Microsoft Word - AGM Form of Proxy v2 14.10.24.doc

FORM OF PROXY

SEVENTH ANNUAL GENERAL MEETING

OF GREENKO GROUP PLC (THE "COMPANY")

I/we, the undersigned, being a member(s) of the Company

Name(s) in Full

……………………………………………………………………………………… (BLOCK LETTERS PLEASE)

hereby appoint the Chairman of the Meeting

or Name of Proxy Number of shares proxy is appointed over

as my/our proxy (see note 3) for the purposes of considering and, if thought fit, to vote for me/us on my/our behalf at the Annual General Meeting of the Company to be held on Friday, 24th October 2014, at 12h00 (BST), and at any adjournment thereof, in the following manner: Resolutions: FOR* AGAINST* WITHHELD *

1. The ordinary resolution to receive, consider and adopt the Annual Report and Accounts for the year ended 31st March 2014 together with the reports of the Directors and Auditor and any other documentation required to be annexed to the financial statements.

2. The ordinary resolution to re-elect Mr Hari Kiran Vadlamani as a

Director of the Company.

3. The ordinary resolution to re-elect Ms Vinodka Murria as a Director of the Company.

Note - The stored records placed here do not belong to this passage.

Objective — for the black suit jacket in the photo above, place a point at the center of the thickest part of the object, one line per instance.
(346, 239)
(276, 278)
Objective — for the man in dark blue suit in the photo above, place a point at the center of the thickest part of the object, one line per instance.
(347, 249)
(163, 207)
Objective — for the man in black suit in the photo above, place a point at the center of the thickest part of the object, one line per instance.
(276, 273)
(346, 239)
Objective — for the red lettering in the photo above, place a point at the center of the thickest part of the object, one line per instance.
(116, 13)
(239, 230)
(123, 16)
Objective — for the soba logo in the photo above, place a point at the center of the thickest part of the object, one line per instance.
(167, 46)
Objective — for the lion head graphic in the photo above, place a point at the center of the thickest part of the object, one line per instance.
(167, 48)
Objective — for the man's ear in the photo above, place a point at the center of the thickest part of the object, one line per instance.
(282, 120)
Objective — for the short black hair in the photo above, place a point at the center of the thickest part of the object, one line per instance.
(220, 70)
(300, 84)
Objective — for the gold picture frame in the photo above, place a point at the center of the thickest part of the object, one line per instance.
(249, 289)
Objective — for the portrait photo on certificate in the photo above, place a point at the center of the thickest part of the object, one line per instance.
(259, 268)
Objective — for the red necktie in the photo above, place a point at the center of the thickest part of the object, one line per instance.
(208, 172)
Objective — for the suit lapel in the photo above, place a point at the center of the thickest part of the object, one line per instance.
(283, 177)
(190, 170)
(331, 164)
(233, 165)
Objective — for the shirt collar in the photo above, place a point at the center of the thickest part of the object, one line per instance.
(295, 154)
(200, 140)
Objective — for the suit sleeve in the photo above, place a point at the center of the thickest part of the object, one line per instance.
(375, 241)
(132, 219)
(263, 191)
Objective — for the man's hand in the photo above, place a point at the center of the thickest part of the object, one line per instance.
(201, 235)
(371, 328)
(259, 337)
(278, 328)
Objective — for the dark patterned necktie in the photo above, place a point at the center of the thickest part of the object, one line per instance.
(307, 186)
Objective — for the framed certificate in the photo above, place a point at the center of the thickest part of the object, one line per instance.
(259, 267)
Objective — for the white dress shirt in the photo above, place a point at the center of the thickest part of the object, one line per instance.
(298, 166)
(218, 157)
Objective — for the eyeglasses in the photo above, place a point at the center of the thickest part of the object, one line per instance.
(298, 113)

4. The ordinary resolution to re-appoint Grant Thornton as Auditor and to authorise the Directors to determine their remuneration.

5. The special resolution to authorise the Directors to make market purchases of the Company's Ordinary Shares.

6. The special resolution to authorise the Directors to allot up to

15,576,160 Ordinary Shares (10% of the Existing Issued Share Capital of the Company) for cash as if the pre-emption provisions contained in Article 5 of the Articles of Association of the Company did not apply to any such allotments

*Please indicate by marking 'X' in the appropriate space how you wish your vote to be cast

As WITNESS my/our hands this …………….….………………..day of ……….………………………2014

Signature ………………………………………………………………………………………………………

NOTES:
1. If this form is returned without any indication as to how the person appointed as proxy shall vote, he or she will exercise his or her discretion as to how he or she votes or whether he or she abstains from voting.
2. This form of proxy, duly signed, and any power of attorney or other authority (if any) under which it is executed, or a copy of such authority certified notarially, must be deposited by personal delivery, post or facsimile transmission at
the offices of IQE Limited, Top Floor, 14 Athol Street, Douglas, Isle of Man, IM1 1JA no less than 48 hours before the time fixed for holding the meeting or an adjourned meeting and an instrument of proxy not deposited, delivered or received in a manner so permitted shall be invalid.
3. A member may appoint a proxy of his or her own choice by deleting the reference to the Chairman and inserting
the name of his or her proxy in the space provided. A proxy need not be a member of the Company but must attend the meeting in person to represent the member. If the box next to the proxy holder's name is left blank, your proxy will be deemed to be authorised in respect of all your shares.
4. A corporation should complete this form under its common seal or under the hand of a duly authorised officer or
attorney.
5. If two or more persons are joint holders of a share, then in voting on any question the vote of the senior who tenders a vote, whether in person or by proxy, shall be accepted to the exclusion of the votes of the other joint holders. For this purpose seniority shall be determined by the order in which the names of the holders stand in
the Register.
6. A vote withheld is not a vote in law and will not be counted in the calculation of the proportion of the votes for and against the resolution.